I was raised in a traditional Chinese family with low expectations toward women. The best thing to do was find a good husband. I was shy at home, very obedient and submissive. It was shocking when I told my parents I wanted to study in America, but I had realized I wanted the freedom to grow.

I didn’t speak for six months.

At that time, it was unusual to study abroad and, of course, my parents said no. After that, I just didn’t talk. I didn’t have anything to say because I felt hopeless. They finally agreed and I came to the U.S. in 1971.

I first saw UW’s campus while driving on I-5.

Wow! It was so beautiful. I was attending college in Oregon, but decided right then that I wanted to attend UW. I didn’t know anybody there or where I was going to stay, but I knew that’s where I wanted to be. I applied for a transfer and started at UW my sophomore year.

My best friend was the library.

Rain or shine, I walked to Suzzallo Library after dinner. It was a great place for me to grow up. In Hong Kong, the library was small and students were only allowed to visit one hour per week. Here, the school and public libraries are so good. We should appreciate them more.

I taught Asian immigrant students…

…at Beacon Hill’s Mercer Junior High for four years after college. Language barriers made it difficult for immigrant parents and they were often struggling to make a living and survive. Asian parents didn’t step foot in the school, but I reached out. I translated forms and visited their homes. I hosted a potluck and 50 to 60 immigrant parents came.

It was a crazy night.

We didn’t sleep until 3 a.m. finishing the first issue of the Chinese Post. We had to buy equipment from Taiwan—a Chinese manual typesetting machine, which got lost in transit and arrived late. Then we had to learn how to use it. We managed to print 5,000 copies on time, though! It was me and about seven friends, mostly from the UW.

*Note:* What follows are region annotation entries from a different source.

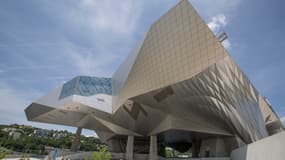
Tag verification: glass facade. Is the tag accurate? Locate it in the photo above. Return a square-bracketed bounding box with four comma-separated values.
[59, 76, 112, 99]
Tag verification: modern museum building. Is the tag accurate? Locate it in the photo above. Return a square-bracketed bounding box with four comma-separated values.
[25, 0, 285, 160]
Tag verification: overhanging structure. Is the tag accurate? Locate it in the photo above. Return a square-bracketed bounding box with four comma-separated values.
[25, 0, 283, 159]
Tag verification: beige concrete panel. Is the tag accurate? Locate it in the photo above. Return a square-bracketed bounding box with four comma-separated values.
[113, 0, 227, 111]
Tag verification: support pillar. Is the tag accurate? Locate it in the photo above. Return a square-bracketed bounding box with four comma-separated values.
[148, 136, 158, 160]
[70, 127, 82, 152]
[125, 136, 134, 160]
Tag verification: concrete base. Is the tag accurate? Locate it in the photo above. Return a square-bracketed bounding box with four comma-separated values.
[70, 127, 82, 152]
[125, 136, 134, 160]
[148, 136, 158, 160]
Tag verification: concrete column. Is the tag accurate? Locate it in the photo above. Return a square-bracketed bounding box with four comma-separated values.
[125, 136, 134, 160]
[148, 136, 158, 160]
[70, 127, 82, 152]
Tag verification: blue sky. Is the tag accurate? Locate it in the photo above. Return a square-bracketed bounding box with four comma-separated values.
[0, 0, 285, 134]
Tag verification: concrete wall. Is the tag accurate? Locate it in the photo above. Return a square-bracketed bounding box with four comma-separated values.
[231, 131, 285, 160]
[200, 138, 226, 157]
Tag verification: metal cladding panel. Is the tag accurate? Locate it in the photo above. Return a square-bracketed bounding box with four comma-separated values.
[127, 57, 268, 143]
[113, 0, 227, 112]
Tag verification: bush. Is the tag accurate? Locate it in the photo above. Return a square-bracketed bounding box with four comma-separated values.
[92, 147, 111, 160]
[0, 152, 6, 159]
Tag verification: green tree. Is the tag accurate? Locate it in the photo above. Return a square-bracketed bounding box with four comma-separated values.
[92, 147, 111, 160]
[0, 152, 6, 159]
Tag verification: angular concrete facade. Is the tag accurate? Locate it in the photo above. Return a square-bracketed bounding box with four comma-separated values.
[25, 0, 283, 159]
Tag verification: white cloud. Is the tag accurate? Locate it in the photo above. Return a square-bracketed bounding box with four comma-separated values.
[0, 83, 41, 123]
[208, 14, 227, 33]
[208, 14, 231, 49]
[42, 0, 143, 35]
[222, 39, 231, 49]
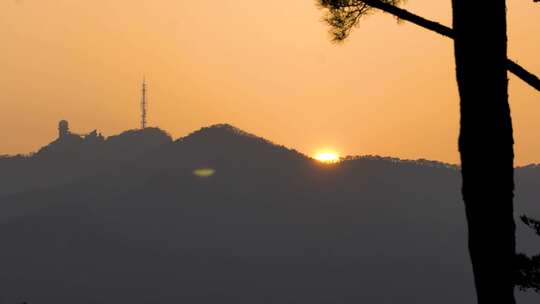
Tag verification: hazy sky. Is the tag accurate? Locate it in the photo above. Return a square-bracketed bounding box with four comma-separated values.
[0, 0, 540, 164]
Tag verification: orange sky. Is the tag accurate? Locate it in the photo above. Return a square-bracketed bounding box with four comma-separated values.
[0, 0, 540, 164]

Starting a newspaper is simple.

You hire people and find an office. It’s the why that matters. For anything in life, it’s the motivation to fulfill your dreams that keeps you going week after week.

I still write because I’m a role model for immigrants.

A lot of immigrants are nervous about writing in English. They shouldn’t worry about whether it’s good enough. You have things to say, feelings to express. And memories to share.